Just the blade side , I bought this a couple months ago but never bought a truck to put it on, kept it around for a back up for my son but selling off **** I don’t need to build a house in a few months , I have a buddy that prolly has the truck side stuff , and by just changing the adapters this will hook up and work on a western ultra mount truck , 
Plow is covered haevy in fluid film , it washes off if you don’t like it , 
Everything works as it should, I just priced this plow at a local dealer for 10,100 ( ya ****s crazy anymore) 
$4500 , cash talks


----------



## Mark Oomkes (Dec 10, 2000)

AS reliable as these things are, should have a spare sitting around.


----------



## MTBTriplet1FG (Jan 2, 2016)

What truck side mounts does your buddy have available? Ford Chevrolet Dodge? What is he looking to get for it?


----------



## BowTieDmax (Nov 25, 2003)

Mark Oomkes said:


> AS reliable as these things are, should have a spare sitting around.

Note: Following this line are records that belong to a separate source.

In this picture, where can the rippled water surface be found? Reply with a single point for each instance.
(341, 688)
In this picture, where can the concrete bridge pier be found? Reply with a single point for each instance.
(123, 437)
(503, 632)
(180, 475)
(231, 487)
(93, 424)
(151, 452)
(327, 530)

Fisher , western and snow ex aren't reliable? What do you use ?


----------



## Western1 (Dec 4, 2008)

He runs Meyer


----------



## Mark Oomkes (Dec 10, 2000)

Well...if I was to buy a SnowEx as a backup, I would have a SnowEx as a primary.

A module, pump, and at least 1 controller in 5 seasons does not equal reliability IMO.


----------



## BowTieDmax (Nov 25, 2003)

BowTieDmax said:


> Just the blade side , I bought this a couple months ago but never bought a truck to put it on, kept it around for a back up for my son but selling off **** I don't need to build a house in a few months , I have a buddy that prolly has the truck side stuff , and by just changing the adapters this will hook up and work on a western ultra mount truck ,
> Plow is covered haevy in fluid film , it washes off if you don't like it ,
> Everything works as it should, I just priced this plow at a local dealer for 10,100 ( ya ****s crazy anymore)
> $4500 , cash talks


SOLD


----------